2021年1月-3月期の先行きについて、内閣府幹部は次のように指摘する。

内閣府幹部:
外食・宿泊関連は12月になって潮目が変わった。(年明け後も)サービス消費についてはかなり変わってきている。1-3月期は旅行や外食の動向がかなり変わるのでプラス成長の10-12月期と別の姿になる

2020年秋に盛り上がった外食や旅行などのサービス消費が、12月の感染再拡大で落ち込み、1月の緊急事態宣言の再発令が加わってさらに停滞。
1-3月期は、大幅な悪化が避けられない見通しという。

エコノミスト36人による予測でも、2021年1-3月期の実質成長率はマイナス5.47%となり、2020年4-6月期以来のマイナス成長になると予想されている。
(日本経済研究センターESPフォーキャスト調査 回答期間1月29日~2月5日)

‟コロナ前水準“には、いつ回復?

一方、緊急事態宣言の解除が想定される4-6月期には、再びプラス成長に転じるとみられている。
また、今週から始まる予定のワクチン接種も、消費者マインドにプラス材料で、景気の追い風になると期待する声もあるが、もちろん楽観はできない。

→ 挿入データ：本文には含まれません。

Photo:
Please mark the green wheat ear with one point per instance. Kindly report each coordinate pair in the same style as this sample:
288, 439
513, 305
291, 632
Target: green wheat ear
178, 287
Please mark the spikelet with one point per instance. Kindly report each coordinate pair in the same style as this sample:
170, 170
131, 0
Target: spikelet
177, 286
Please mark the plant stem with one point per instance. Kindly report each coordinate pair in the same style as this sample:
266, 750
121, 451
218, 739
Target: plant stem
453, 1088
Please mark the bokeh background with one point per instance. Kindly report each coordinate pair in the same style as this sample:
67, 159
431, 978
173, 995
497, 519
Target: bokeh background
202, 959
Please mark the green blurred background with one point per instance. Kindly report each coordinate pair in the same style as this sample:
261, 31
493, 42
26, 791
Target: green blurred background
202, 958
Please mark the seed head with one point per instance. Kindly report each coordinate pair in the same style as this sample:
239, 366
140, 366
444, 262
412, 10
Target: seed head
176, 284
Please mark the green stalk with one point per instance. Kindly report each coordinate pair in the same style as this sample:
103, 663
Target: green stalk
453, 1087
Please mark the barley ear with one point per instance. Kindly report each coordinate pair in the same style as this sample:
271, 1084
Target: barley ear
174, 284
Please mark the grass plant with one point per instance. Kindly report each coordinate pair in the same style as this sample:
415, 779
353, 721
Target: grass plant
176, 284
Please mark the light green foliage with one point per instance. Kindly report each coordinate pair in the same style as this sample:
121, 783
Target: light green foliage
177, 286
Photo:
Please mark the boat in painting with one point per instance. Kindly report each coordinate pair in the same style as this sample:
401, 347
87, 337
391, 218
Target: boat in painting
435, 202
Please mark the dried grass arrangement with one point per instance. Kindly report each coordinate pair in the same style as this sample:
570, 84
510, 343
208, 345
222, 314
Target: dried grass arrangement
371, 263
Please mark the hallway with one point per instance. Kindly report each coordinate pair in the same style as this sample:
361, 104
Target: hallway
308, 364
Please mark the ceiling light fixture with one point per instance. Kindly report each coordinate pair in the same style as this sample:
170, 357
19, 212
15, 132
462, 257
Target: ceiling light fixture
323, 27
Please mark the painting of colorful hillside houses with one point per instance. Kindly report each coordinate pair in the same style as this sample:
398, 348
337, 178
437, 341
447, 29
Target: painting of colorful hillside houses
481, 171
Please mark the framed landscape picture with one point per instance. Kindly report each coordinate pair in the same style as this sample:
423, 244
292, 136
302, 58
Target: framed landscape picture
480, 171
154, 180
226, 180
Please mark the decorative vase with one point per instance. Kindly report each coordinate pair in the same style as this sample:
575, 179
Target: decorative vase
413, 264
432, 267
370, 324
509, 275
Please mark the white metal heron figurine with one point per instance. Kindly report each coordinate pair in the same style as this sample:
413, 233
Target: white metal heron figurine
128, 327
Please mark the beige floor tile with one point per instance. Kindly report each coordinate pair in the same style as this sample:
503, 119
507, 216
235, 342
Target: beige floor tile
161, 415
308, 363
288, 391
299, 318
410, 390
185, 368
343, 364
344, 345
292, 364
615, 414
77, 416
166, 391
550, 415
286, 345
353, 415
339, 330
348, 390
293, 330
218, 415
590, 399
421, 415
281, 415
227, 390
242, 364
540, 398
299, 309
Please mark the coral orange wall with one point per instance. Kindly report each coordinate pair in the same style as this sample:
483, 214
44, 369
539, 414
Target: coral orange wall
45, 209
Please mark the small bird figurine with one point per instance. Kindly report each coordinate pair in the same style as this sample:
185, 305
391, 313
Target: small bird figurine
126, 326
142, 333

三菱UFJリサーチ&コンサルティング 小林真一郎氏:
ワクチン接種による安心感は出てくる。しかしワクチンで感染が収束するわけではなく、3密回避などは今後も続く。目先の景気回復にとらわれず、GoToキャンペーンの再開などは焦らず、しっかり感染を抑えることが重要。感染を抑えることができれば、ゆるやかに回復して2022年1-3月期にコロナ前の水準に戻るのでは

景気の行方は引き続き新型コロナの感染状況に左右されることになるとみられ、感染予防と経済活動のバランスをどのように保っていくかが、さらに重要になりそうだ。